Further, cell walls were boiled in 4% sodium dodecyl sulfate (SDS) for 30 min and recovered by centrifugation (30 000 g, 30 min, 20 °C), and the pellet was washed five times with water to remove residual SDS. The resulting preparation was lyophilized and used for the determination of total cell wall phosphate content. To measure total cell wall phosphate content, samples were assayed as published earlier (Eugster & Loessner, 2011). A 10-μL sample of a 10 mg mL−1 purified cell wall suspension was selleck inhibitor first digested oxidatively using a NANOCOLOR® NanOx Metal (Macherey-Nagel) according to the manufacturer’s
protocol. Then, total phosphorus was determined photometrically by the use of a phosphate test kit (Spectroquant® Phosphate Test; Merck) as described by the manufacturer. To assure the accuracy and reliability of the results, a calibration find more curve was obtained with aqueous dilutions of a 1000 mg L−1 phosphate standard solution (VWR). All samples were decomposed and measured in triplicate. Wheat germ agglutinin (WGA)-Alexa Fluor 594® conjugate (Invitrogen) was used for the detection of N-acetylglucosamine (GlcNAc) in wall teichoic acids (WTA)

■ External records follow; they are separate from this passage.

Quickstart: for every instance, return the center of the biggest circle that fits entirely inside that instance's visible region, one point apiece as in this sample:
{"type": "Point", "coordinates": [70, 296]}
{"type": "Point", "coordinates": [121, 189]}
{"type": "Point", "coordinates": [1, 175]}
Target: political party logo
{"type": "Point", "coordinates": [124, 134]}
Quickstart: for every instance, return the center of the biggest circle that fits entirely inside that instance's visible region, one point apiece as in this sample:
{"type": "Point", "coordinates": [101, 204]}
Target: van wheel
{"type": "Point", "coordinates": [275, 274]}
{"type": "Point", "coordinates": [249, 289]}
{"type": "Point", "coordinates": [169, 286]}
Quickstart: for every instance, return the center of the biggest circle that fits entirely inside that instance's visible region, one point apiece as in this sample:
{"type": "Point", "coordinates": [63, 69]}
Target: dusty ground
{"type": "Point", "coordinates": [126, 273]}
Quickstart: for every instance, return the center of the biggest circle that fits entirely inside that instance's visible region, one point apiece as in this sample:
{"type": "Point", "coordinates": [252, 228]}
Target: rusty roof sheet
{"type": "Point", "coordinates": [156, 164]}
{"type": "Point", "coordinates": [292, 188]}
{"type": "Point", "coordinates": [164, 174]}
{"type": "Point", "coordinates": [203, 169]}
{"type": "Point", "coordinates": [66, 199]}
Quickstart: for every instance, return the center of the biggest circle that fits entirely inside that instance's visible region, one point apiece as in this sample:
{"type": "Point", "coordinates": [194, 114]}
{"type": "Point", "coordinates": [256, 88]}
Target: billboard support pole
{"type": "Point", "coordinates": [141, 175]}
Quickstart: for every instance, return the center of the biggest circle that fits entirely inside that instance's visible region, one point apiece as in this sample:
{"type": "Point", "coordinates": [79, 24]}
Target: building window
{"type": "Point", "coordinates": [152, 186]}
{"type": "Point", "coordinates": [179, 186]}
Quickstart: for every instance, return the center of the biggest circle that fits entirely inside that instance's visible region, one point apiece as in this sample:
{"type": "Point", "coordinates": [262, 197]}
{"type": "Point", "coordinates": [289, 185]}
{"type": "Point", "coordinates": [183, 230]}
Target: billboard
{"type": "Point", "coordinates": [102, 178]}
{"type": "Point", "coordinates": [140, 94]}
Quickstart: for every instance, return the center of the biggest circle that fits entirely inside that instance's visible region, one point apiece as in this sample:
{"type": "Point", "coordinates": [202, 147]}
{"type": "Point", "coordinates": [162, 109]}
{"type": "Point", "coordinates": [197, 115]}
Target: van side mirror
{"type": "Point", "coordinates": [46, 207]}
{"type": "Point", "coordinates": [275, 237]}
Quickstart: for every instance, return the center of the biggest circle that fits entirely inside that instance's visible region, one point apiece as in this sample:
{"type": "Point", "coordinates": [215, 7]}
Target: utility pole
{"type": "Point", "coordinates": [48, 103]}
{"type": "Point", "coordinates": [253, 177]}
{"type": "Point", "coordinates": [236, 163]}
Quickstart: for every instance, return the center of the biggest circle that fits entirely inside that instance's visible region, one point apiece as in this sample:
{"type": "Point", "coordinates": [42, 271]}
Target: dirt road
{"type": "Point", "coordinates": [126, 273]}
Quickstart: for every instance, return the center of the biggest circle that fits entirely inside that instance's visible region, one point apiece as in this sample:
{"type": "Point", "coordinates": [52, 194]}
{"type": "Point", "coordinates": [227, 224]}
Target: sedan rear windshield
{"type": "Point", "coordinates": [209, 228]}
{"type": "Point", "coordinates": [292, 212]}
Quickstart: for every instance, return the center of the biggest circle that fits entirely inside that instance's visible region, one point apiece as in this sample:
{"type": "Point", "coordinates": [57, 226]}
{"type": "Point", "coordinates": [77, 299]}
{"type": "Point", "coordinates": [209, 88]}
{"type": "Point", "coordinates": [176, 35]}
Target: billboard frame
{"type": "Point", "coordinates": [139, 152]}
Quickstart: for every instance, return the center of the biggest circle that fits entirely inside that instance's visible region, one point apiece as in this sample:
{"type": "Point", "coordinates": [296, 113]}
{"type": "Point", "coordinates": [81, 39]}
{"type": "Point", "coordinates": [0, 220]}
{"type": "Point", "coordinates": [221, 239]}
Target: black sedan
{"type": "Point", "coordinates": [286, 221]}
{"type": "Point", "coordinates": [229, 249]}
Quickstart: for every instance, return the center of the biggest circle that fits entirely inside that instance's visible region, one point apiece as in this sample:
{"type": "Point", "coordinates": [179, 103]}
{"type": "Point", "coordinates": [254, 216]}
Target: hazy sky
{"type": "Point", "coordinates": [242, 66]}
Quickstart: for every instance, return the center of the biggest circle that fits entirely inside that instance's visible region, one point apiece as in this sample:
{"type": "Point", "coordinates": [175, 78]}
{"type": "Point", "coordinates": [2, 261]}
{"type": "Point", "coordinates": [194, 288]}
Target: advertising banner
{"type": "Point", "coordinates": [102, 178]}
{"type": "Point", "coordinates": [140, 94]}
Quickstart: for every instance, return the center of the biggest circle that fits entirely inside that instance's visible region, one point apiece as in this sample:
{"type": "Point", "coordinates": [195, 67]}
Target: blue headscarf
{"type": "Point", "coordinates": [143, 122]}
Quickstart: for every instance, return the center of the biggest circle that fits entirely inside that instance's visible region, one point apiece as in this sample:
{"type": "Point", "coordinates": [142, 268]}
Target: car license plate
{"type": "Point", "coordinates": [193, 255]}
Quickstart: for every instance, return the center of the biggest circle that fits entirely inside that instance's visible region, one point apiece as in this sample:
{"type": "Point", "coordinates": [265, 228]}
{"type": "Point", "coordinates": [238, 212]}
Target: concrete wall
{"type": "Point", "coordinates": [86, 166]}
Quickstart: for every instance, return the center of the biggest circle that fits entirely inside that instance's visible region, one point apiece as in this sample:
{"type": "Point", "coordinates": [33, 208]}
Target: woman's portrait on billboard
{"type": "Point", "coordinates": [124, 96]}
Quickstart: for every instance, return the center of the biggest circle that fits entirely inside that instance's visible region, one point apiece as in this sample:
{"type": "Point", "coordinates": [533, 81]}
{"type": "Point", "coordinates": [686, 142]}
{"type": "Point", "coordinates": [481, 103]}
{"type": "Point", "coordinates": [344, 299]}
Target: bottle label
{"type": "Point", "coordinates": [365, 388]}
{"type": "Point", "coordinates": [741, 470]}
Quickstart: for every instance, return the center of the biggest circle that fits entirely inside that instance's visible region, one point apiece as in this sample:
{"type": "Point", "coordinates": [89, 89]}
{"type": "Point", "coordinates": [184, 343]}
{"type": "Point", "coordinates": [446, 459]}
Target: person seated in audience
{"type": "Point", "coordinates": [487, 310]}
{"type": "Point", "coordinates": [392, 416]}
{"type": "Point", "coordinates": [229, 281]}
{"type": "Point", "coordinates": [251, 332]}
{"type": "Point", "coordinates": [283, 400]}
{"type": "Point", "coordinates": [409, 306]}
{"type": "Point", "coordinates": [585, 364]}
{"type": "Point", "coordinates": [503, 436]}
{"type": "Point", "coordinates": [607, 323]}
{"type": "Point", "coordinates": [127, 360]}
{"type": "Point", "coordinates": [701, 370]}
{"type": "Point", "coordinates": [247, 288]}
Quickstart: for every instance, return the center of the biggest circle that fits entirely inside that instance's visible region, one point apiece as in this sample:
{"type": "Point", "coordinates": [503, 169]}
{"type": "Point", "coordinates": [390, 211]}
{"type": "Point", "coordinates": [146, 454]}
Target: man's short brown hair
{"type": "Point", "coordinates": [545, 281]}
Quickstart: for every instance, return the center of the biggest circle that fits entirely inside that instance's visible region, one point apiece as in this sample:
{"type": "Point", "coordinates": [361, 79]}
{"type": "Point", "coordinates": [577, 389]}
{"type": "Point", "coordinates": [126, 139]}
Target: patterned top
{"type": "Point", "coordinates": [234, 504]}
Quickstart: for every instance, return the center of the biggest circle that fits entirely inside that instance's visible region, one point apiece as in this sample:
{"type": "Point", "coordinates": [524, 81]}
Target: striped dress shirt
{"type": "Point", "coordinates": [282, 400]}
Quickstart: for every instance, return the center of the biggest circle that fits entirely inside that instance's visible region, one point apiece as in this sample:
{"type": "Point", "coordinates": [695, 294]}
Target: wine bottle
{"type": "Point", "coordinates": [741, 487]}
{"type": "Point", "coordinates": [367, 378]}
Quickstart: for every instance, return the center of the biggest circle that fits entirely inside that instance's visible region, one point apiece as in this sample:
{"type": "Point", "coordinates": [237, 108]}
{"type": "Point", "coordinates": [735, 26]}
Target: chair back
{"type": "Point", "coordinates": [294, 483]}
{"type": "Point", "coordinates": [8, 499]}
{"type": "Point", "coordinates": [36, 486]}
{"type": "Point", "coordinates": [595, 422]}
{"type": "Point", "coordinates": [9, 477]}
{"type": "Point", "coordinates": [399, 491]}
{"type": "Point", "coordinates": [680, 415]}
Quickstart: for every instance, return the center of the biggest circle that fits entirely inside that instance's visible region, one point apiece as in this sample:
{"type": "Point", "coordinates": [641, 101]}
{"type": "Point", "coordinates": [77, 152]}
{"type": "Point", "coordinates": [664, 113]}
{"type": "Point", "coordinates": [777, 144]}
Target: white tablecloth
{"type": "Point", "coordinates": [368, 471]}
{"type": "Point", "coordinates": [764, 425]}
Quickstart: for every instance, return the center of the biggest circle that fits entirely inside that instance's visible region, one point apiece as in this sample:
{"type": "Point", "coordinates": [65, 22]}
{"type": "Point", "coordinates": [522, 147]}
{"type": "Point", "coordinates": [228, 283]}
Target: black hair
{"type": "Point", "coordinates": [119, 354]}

of Listeria cells. This lectin recognizes terminal GlcNAc substituents in cell wall polymers, such as WTA on the surface of L. monocytogenes Interleukin-3 receptor (Wright, 1984; Loessner et al., 2002; Eugster & Loessner, 2011). Binding assays with labeled WGA were performed as described elsewhere (Loessner et al., 2002; Eugster & Loessner, 2011). Bacterial cells were harvested in late log phase by centrifugation and resuspended in 1/10th volume of PBST buffer (120 mM NaCl, 50 mM phosphate, and 0.1% Tween 20, pH 8.0); 100 μL cells and 50 μL of Alexa Fluor 594® WGA solution (0.1 mg mL−1) were mixed and incubated for 10 min at 25 °C. Cells were removed from labeling solution by centrifugation (12 000 g, 1 min) and washed twice in PBST buffer. After washing, the cells were examined by fluorescence microscopy (Leica
TCS SPE; Leica, Heerbrugg, Switzerland). Additionally, the presence of GlcNAc was tested using GFP-labeled cell wall-binding domain (CBD) of bacteriophage endolysin PlyP35 (HGFP-CBDP35), which specifically recognizes GlcNAc residues in Listeria WTA (Eugster et al., 2011). Binding assays with HGFP-CBDP35 were performed as described earlier (Loessner et al., 2002; Schmelcher et al., 2010; Eugster et al., 2011). All experiments were repeated at least twice to confirm reproducibility. Categorical data were compared using the chi-square test or the Fisher’s exact test when appropriate. Continuous variables were compared using the Mann–Whitney U-test or Student’s t-test if number of repetitions was < 5.